The Great Migration - How We Migrated All of Our Premium Subscriptions

Wix Engineering
Jul 26, 2023
13 min read

Updated: Apr 28

Introduction

At Wix, we recently took on the challenge of migrating all of our Premium Plan Subscriptions to a new system. This was an extremely sensitive migration because we were dealing with our “bread and butter” paying customers, we needed to make sure that it would be totally transparent for these users, and that they would not lose any features that they have paid for.

In this article, I will discuss the journey of this migration, including some of the challenges, lessons learned, and how we leveraged some of the power of “Message Driven Design” in order to achieve our goals.

Photo by Barth Bailey on Unsplash

Why

Before diving into the “how”, let’s focus first on the “why”. Why did we create the new system in the first place, and why did we need to migrate all Premium Plans to this new system?

In order to understand why we created the new system, we need a brief historical overview.
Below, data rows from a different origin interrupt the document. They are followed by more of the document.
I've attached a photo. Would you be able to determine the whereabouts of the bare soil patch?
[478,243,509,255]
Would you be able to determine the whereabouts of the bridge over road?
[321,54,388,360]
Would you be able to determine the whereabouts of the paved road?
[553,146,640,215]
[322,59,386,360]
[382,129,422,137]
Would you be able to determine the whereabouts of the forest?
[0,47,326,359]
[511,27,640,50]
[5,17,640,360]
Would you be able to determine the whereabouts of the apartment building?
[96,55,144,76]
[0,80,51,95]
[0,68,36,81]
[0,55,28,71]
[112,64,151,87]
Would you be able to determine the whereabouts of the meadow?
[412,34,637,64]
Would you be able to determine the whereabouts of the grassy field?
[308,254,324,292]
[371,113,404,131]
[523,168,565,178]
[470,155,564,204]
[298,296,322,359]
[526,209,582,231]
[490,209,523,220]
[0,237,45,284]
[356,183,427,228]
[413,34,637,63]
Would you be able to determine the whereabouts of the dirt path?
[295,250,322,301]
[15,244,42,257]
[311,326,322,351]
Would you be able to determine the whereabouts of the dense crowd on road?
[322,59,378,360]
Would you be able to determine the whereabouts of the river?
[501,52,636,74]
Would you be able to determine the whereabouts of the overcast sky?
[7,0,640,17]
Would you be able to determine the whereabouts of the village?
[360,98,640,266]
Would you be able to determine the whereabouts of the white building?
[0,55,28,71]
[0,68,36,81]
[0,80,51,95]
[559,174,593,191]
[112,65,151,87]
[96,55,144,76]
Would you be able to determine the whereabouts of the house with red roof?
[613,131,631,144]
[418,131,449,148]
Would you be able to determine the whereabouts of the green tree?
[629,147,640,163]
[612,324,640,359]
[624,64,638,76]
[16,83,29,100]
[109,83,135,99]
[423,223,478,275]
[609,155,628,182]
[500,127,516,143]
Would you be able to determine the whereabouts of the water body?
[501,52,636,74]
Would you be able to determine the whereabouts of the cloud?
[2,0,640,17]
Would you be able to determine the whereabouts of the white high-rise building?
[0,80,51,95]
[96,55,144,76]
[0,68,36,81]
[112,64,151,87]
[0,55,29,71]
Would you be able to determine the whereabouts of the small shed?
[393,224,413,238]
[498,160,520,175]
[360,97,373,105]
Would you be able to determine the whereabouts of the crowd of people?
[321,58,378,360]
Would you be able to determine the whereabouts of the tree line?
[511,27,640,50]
Wix was originally created as a tool for users to easily build beautiful websites. Like all companies, we needed a way to make money from this tool, so we introduced the Freemium business model. This allowed users to build a basic website for free. But, if they wanted more advanced features, such as connecting their website to their own domain name or accepting online payments for an e-commerce website, they needed to buy a Premium Plan.

So, we developed the required system to support the purchase flow, including the delivery of required features after purchase, subscription management - such as assigning it to a different site or canceling, etc.

As the company grew, we looked for more ways to increase revenue, besides selling Premium Plan Subscriptions. We started to sell domains, initially as a reseller and later as a domain registrar. We also became a reseller for Google mailboxes, introduced the ability for third-party developers to create plugins for the platform and sell them.

For each new revenue source, we redeveloped a similar system to support the different nuances of each new product.

As the product evolved beyond just a website builder, we started providing additional tools to help our users manage their entire business. This included CRM tools which enabled our users to keep in contact with their customers through email, chat etc. We gave our users the ability to create and send price quotes and invoices. We introduced the possibility to create virtual business phone numbers for their business, create logos and other business branding tools. We offered the ability to advertise their products on advertising platforms such as Facebook and GoogleAds.

We needed a way to monetize all of these new capabilities, and we realized that it was not scalable to redevelop the system each time. So we developed a new system that is fully customizable, and allows any business unit to configure their products and monetize them without any development required from the Premium Services team.

Now that we have this new system that readily supports the monetization of any new product, why did we decide to migrate our original Premium Plans to this new system?

From a product perspective, we were creating new features which were required by the products on the new system, as well as the original Premium Plans. This meant that we were duplicating the development effort on both systems.

From a business perspective, Wix started moving into other markets including B2B partners, agencies and enterprise customers. These users required the ability to interact with the platform via APIs, and also needed a more flexible way of tailoring the Premium Plans to suit the needs of their customers and their business requirements.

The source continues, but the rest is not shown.